When I was more active in MU* coding, how I'd handle mob behavior was one of this things I mulled on from time if I made my own game. As is, current MMOs tend to be either heavily scripted or little more than "spam this to keep a hidden number high so a mob focuses on you" sort of manipulation.
On the statistical end, I had affix behaviors like:
Confrontational = Focus on the character with the highest Attack/Strength.
Standoffish = Focus on the character with the highest HP/Vitality.
Deft = Focus on the character with the highest Dexterity.
Nimble = Focus on the character with the highest Agility.
Discerning = Focus on the character with the highest Magic Attack/Intelligence.
Zealous = Focus on the character with the highest Mind.
Flamboyant = Focus on the character with the highest Charisma.

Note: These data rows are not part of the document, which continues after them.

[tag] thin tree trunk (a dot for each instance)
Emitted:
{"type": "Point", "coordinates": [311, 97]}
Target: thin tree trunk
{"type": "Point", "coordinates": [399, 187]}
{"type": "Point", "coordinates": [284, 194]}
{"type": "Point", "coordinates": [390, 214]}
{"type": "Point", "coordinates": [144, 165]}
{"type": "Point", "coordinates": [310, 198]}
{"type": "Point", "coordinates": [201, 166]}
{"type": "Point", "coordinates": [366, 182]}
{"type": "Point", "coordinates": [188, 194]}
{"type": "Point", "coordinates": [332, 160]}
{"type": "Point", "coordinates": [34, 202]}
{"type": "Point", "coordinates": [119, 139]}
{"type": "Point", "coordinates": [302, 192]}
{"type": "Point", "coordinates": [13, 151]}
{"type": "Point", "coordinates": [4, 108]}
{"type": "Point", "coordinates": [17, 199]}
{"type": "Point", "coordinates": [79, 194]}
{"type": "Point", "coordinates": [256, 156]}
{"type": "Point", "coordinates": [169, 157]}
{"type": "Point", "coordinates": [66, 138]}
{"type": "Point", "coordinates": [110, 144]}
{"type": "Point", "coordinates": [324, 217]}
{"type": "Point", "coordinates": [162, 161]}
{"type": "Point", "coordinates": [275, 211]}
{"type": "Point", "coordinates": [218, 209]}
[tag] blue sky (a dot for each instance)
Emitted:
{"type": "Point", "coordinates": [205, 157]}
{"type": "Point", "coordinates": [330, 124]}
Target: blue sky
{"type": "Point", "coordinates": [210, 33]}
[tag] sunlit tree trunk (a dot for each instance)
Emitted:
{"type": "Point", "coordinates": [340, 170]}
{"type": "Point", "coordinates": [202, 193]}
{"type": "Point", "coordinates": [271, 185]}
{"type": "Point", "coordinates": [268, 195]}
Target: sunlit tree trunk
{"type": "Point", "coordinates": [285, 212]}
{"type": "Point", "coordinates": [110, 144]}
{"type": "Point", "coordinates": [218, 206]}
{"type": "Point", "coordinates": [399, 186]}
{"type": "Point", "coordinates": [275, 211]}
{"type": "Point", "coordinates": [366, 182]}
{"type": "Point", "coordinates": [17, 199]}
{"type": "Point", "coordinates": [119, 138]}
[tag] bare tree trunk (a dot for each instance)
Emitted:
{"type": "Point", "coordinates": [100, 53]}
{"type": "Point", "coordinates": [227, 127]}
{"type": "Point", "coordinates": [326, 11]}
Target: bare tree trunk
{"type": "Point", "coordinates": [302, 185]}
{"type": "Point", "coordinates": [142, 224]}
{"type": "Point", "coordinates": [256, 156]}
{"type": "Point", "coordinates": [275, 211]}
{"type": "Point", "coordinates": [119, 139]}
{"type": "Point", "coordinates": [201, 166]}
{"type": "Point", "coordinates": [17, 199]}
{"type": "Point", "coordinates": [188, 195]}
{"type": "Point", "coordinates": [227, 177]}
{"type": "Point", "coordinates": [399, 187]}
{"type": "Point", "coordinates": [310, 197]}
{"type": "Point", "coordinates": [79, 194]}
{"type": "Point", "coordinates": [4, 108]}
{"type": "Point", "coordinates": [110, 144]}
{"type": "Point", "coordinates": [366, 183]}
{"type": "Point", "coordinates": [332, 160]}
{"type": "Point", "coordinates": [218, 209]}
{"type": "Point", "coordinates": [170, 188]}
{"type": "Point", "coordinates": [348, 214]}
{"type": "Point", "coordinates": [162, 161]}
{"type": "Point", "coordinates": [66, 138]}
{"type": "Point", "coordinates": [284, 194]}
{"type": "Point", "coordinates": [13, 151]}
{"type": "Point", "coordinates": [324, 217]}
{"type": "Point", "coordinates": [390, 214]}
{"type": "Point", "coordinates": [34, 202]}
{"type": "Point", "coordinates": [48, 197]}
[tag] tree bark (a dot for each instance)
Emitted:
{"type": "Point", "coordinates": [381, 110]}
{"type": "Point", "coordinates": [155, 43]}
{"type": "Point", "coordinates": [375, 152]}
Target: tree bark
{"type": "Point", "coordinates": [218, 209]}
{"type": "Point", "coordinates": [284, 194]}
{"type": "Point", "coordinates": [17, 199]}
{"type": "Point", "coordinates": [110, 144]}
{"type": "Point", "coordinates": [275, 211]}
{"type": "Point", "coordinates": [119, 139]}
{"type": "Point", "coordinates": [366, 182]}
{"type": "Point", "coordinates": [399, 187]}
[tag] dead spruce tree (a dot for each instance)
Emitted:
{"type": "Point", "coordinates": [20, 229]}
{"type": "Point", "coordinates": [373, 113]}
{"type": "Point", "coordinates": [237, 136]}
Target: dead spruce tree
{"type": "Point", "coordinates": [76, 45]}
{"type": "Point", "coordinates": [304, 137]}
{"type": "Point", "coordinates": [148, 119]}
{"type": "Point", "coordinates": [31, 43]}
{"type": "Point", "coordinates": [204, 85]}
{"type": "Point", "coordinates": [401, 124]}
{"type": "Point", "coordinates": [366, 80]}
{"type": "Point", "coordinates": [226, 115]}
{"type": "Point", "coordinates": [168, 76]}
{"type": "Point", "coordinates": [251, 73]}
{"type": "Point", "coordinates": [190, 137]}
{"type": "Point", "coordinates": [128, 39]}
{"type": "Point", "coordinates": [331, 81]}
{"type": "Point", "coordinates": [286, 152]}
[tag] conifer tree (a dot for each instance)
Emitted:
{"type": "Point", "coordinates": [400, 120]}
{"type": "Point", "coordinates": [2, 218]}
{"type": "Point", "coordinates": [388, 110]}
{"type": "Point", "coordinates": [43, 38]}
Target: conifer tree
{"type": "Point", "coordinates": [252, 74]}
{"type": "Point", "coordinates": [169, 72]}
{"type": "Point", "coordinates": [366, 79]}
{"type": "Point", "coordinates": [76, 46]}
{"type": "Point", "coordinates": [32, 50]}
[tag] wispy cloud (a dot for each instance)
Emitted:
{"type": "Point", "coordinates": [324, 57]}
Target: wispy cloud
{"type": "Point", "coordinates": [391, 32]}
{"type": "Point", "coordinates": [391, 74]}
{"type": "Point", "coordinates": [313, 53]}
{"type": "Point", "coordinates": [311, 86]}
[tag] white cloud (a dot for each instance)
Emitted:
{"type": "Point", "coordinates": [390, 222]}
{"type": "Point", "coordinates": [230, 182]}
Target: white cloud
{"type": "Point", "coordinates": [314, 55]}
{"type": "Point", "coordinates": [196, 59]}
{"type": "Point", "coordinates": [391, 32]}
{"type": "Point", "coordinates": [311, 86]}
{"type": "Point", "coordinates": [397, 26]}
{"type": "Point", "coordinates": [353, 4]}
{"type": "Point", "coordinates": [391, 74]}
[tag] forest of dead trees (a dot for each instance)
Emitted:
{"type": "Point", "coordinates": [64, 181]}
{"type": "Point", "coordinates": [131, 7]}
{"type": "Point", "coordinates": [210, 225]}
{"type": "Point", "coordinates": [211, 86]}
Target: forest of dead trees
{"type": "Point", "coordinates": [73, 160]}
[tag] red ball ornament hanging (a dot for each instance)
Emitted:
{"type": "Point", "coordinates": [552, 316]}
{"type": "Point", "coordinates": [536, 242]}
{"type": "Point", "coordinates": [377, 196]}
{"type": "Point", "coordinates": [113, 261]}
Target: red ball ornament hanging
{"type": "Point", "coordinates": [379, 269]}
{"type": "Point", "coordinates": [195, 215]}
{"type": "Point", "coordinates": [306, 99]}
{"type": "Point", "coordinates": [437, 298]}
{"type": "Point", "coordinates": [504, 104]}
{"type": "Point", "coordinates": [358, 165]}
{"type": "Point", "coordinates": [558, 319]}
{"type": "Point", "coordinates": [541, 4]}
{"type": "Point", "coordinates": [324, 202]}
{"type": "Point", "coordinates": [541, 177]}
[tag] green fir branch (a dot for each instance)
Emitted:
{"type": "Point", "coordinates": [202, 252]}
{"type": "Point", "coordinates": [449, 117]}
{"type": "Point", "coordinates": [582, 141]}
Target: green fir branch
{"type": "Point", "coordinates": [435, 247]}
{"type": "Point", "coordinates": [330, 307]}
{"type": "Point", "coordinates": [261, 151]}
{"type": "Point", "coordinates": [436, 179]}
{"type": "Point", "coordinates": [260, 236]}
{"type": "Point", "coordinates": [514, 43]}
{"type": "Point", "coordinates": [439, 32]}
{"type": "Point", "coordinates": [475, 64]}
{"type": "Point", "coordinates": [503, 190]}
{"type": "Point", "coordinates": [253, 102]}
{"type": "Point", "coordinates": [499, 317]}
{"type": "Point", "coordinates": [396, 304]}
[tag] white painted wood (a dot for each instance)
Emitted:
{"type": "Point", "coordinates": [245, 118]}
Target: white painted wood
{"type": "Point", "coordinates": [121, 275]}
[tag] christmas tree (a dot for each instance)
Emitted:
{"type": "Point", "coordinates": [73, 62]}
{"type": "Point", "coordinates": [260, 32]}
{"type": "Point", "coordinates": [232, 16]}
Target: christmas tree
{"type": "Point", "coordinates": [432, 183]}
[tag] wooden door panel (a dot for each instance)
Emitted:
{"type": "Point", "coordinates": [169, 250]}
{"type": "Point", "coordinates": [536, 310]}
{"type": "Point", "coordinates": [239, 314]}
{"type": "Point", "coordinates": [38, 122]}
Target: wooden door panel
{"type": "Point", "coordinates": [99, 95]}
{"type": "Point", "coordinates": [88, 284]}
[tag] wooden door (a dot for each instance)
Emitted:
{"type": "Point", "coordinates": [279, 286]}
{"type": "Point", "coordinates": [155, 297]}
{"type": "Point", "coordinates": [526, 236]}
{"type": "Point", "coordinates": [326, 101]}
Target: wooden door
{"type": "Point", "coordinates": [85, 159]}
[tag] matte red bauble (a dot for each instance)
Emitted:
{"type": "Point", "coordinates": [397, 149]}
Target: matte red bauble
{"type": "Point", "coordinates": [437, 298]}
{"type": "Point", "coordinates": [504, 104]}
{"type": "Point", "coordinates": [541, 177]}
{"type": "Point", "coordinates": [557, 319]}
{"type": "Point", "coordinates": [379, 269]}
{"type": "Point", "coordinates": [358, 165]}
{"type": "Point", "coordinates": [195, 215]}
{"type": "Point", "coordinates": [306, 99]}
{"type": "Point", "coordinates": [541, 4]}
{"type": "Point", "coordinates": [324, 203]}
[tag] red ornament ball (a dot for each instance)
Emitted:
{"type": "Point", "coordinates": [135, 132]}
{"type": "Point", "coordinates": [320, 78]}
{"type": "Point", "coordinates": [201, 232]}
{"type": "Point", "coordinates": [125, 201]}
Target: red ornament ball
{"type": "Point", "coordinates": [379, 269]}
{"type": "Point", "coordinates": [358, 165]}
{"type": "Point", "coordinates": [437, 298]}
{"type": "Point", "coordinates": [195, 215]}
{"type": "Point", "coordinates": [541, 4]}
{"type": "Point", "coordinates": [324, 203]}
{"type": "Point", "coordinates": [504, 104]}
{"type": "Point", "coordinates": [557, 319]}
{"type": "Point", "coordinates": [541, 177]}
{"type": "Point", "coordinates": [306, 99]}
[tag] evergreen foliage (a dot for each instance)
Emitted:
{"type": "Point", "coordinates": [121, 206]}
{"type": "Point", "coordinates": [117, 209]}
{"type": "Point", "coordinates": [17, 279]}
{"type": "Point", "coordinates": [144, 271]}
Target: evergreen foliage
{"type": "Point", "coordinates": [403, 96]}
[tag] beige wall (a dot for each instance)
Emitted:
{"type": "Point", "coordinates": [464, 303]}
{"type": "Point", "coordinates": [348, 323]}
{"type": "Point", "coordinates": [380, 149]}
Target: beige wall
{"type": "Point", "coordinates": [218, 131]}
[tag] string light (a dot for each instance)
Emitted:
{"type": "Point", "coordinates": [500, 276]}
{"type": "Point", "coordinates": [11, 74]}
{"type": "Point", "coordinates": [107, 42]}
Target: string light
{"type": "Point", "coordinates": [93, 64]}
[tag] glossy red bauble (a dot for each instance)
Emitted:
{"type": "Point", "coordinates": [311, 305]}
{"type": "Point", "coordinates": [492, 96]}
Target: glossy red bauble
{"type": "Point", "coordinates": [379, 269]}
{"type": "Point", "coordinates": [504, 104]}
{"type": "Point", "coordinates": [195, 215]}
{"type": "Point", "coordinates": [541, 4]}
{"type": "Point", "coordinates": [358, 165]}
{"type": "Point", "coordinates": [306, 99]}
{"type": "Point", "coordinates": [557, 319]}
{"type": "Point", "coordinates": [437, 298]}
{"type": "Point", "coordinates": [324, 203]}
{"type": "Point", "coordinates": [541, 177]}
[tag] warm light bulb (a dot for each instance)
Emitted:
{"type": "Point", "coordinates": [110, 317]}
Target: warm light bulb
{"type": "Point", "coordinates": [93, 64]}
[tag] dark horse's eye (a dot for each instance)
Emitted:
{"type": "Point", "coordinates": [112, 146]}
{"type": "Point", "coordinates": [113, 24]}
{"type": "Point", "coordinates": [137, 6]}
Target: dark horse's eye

These traits would be hidden to the player and would vary as things respawn, effectively making each fight potentially different. However, I upped the random factor further in that mobs could have further enhancements to the above mentioned categories. Depending on their move sets, you might not even notice, but a traditionally STR-heavy mob getting an even further STR bonus might facilitate a slightly different strategy. Especially since fights typically weren't going to be Many Allies vs. 1 Monster, but something more variable where I further distinguished mobs into size categories with party formations that followed.
Since this is an MMO and not text-based, however, we could technically go further in their (re)actions. Wear red when you fight a bull-type mob? You might be the target. Cast Ice magic against a mob that really hates the cold? It might wanna pick on you. Could even have ones that prefer hit and run tactics or might not even want to fight at all, instead turtling up and constantly curing themselves. Yoinking a page from FF4, anyone wearing metallic gear could receive slight debuffs simply being around certain mob types due to a magnetic aura. Some traits can be consistent, sure, as that's part of what makes a race/species/whatever, but I really do believe that if we want to make players distinguishable, our foes need to be, too. And not just because some want PvP that way.
Plus it kinda fits more snugly into my ideal crafting systems where items are more customized to our play style than every Iron Sword being exactly the same.